DIS-TRAN Steel Blog

DIS-TRAN Steel Cuts Metal, Not Corners

Posted by DIS-TRAN Steel on Jul 1, 2016 3:00:07 PM

America the GREAT

In celebration of the upcoming July 4th festivities, we thought it appropriate to share why we think it is so important to support and sustain our GREAT Country. HAPPY BIRTHDAY USA...

Manufacturing companies must often make decisions between cutting corners and doing the right thing when it comes to their customers, country, and the environment. As an industry built around a finite resource, the steel industry relies on sustainability efforts and companies that put the environment first in their decision-making. Through smart recycling programs, and companies taking advantage of the environmental benefit of domestic-made products, the steel industry will continue to prosper for generations to come. DIS-TRAN Steel is proud to be a leading champion of sustainability efforts for the steel industry. As a U.S.-based steel manufacturing company, DIS-TRAN Steel can provide domestic-only material to their customers.

As the earth’s renewable resources diminish, manufacturers, consumers, and the power industry as a whole are grappling with how to continue growing while using a finite resource. Recycling is a clear solution, and steel scrap recycling efforts are strong across the globe. 60% less energy, according to some estimates, is used when recycling scrap steel than manufacturing the metal from scratch. Further, recycling preserves a finite resource since steel can be recycled and reused indefinitely. Recycling not only benefits steel consumers and manufacturers, it also benefits the environment. Recycling may cut greenhouse gas emissions by 300-500 million tons (according to the Institute for Scrap Recycling Industries), and uses 40% less water (according to the Canadian National Institute of Health, 2012). DIS-TRAN Steel is proud to put recycling at the front of our efforts, and over 95% of the raw materials for our steel structures is generated from recycled domestic scrap metal.

Manufacturing done RIGHT

The 1983 Buy America Act supports the purchase of American-made products, which stimulates our economy, and also has a positive environmental impact by reducing the necessary travel required to ship materials. The Act applies to mass-transit-related procurements, and it establishes a preference for domestically produced materials for projects supported by federal funds. DIS-TRAN Steel, as an American-born and –bred company, can supply products that comply with the Buy America Act. Customers can request Buy America for federally-funded projects, Department of Transportation projects, and end-user requirements. DIS-TRAN Steel and the Buy America Act are ensuring an environmentally friendly future for the steel industry.

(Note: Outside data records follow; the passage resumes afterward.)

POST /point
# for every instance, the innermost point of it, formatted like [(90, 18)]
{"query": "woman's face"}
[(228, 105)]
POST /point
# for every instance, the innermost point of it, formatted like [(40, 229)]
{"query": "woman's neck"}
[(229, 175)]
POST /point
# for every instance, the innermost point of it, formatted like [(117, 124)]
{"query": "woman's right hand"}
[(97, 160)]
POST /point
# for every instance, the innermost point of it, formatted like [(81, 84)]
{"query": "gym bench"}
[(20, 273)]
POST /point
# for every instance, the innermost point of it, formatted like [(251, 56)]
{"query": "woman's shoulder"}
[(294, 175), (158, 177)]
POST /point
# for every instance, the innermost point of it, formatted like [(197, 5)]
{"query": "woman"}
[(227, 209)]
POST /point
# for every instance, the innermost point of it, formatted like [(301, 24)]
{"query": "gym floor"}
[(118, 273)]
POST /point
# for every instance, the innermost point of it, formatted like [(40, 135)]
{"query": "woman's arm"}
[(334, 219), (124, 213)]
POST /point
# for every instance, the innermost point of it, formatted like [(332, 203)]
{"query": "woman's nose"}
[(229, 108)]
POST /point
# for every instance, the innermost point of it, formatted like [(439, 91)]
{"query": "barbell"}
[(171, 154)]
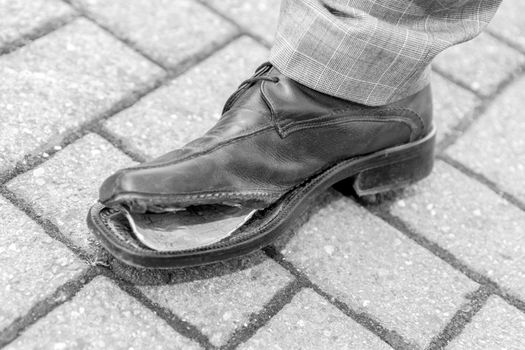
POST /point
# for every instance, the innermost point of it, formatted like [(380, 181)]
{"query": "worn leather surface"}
[(270, 138)]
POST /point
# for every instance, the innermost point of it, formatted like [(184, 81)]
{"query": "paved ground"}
[(89, 86)]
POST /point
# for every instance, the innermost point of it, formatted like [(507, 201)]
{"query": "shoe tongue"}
[(244, 93)]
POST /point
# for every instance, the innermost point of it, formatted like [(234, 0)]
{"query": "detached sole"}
[(374, 173)]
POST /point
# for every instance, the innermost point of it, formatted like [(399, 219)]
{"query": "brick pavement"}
[(437, 265)]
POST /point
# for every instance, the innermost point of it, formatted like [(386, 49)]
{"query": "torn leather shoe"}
[(277, 145)]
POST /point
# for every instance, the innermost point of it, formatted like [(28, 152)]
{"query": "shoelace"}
[(257, 76)]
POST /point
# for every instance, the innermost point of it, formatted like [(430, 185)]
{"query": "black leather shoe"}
[(277, 145)]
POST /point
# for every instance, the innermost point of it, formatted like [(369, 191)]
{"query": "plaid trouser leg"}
[(371, 51)]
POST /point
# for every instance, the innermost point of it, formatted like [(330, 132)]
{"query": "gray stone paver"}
[(470, 221), (220, 298), (495, 146), (187, 107), (259, 17), (63, 188), (373, 268), (310, 322), (482, 64), (509, 22), (170, 31), (32, 264), (101, 316), (60, 81), (21, 18), (497, 326), (452, 105)]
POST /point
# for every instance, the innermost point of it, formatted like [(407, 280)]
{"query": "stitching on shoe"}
[(339, 114), (293, 128), (206, 151)]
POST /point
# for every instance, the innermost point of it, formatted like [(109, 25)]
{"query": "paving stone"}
[(258, 17), (372, 267), (21, 18), (481, 64), (187, 107), (452, 105), (170, 31), (60, 81), (497, 326), (469, 220), (310, 322), (63, 188), (101, 316), (509, 22), (494, 146), (221, 297), (32, 264)]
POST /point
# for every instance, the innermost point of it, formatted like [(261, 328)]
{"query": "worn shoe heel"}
[(398, 168)]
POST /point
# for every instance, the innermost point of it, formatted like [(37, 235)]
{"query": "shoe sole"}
[(382, 171)]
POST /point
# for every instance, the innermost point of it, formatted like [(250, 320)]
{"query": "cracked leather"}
[(270, 138)]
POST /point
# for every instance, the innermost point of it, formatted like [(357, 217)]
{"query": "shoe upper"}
[(274, 134)]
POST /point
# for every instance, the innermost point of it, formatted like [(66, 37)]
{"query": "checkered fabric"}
[(371, 51)]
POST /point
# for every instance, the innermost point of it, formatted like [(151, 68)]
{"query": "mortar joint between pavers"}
[(242, 29), (390, 337), (482, 179), (37, 33), (462, 317), (42, 308), (446, 256), (260, 318), (174, 321)]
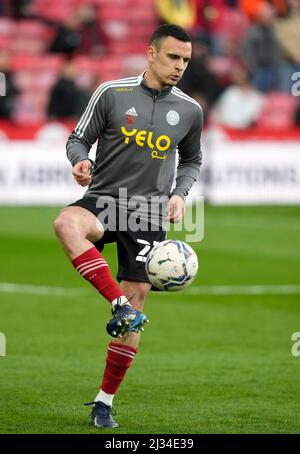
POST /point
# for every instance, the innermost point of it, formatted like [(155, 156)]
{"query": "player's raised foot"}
[(125, 319), (101, 415)]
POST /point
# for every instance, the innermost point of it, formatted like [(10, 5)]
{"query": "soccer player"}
[(139, 122)]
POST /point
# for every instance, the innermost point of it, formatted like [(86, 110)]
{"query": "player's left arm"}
[(188, 170)]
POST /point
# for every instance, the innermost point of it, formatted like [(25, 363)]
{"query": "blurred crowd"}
[(246, 56)]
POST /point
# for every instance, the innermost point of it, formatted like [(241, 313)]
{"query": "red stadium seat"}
[(278, 111)]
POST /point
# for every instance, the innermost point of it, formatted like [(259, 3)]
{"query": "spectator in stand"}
[(288, 30), (180, 12), (240, 105), (262, 51), (80, 33), (199, 81), (67, 100), (7, 102), (251, 7)]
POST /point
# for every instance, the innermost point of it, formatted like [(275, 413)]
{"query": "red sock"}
[(93, 267), (119, 359)]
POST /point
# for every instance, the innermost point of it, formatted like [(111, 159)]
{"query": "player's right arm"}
[(85, 134)]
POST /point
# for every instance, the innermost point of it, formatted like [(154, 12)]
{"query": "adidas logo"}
[(132, 112)]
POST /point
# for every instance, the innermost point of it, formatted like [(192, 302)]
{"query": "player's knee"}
[(65, 226), (140, 293)]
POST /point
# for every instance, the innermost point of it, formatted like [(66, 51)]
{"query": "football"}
[(171, 265)]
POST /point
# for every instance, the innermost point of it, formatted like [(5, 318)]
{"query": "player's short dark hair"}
[(166, 30)]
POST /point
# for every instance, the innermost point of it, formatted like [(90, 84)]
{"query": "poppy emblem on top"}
[(173, 117)]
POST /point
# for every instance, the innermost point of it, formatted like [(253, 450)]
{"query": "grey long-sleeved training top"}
[(138, 130)]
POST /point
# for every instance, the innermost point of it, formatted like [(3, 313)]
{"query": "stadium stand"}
[(127, 24)]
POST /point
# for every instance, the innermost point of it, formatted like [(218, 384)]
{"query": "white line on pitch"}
[(6, 287), (193, 290), (244, 290)]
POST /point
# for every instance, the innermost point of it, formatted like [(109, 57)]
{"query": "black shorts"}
[(133, 247)]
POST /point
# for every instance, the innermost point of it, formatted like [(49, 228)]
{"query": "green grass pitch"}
[(207, 363)]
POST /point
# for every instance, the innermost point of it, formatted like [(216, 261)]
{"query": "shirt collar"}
[(153, 91)]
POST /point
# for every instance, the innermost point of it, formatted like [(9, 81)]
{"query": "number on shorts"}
[(142, 255)]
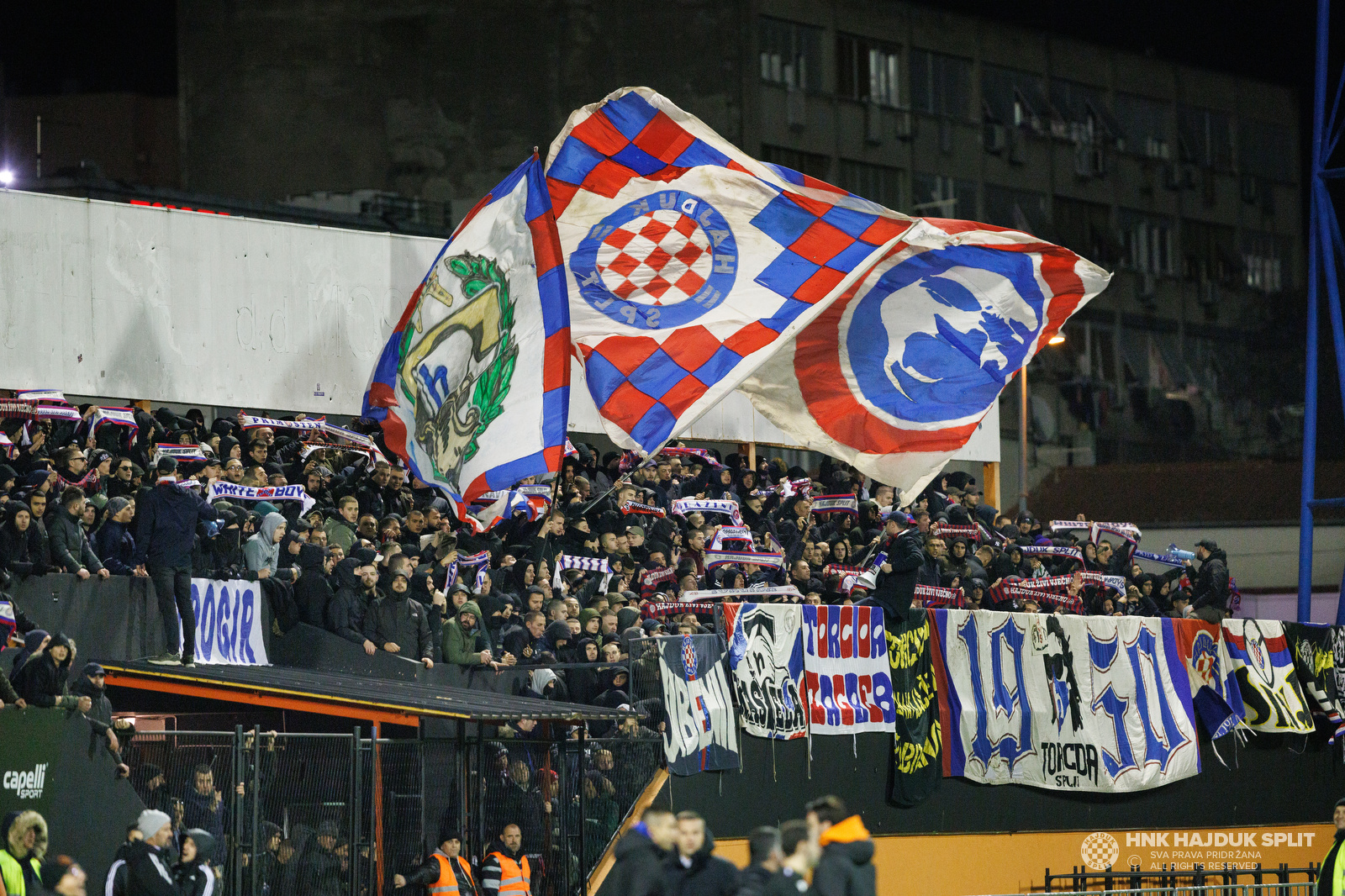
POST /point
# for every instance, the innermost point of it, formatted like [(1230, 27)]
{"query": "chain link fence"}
[(340, 814)]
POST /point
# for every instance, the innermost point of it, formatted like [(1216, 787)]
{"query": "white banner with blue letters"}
[(1066, 703), (229, 622)]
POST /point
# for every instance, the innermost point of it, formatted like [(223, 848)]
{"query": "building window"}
[(867, 71), (1207, 138), (1083, 113), (1086, 228), (1147, 240), (876, 183), (1022, 210), (810, 163), (1015, 98), (943, 197), (1266, 150), (1210, 253), (1264, 261), (941, 85), (1145, 125), (791, 54)]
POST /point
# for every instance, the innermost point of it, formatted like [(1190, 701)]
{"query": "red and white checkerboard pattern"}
[(1100, 851), (659, 259)]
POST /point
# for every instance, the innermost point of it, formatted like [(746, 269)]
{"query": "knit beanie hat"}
[(151, 822)]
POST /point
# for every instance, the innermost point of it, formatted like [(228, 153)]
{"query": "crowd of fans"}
[(380, 559)]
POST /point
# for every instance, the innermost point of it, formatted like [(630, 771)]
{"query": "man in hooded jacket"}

Manufacturing and the environment are often seen as enemies, but with strong recycling efforts and a focus on minimizing the distance products must travel, we can preserve our resources for the future. Whether you’re working on a federally-funded project, a Department of Transportation Project, or your end-user requires it, the Buy America Act allows you to put U.S.-built products at the top of your consideration list. DIS-TRAN Steel can easily satisfy the Buy America Act requirements to bring home-spun products to your U.S. project. Follow DIS-TRAN Steel on Facebook and LinkedInto stay informed about all the ways our company is protecting the U.S. environment for current and future generations.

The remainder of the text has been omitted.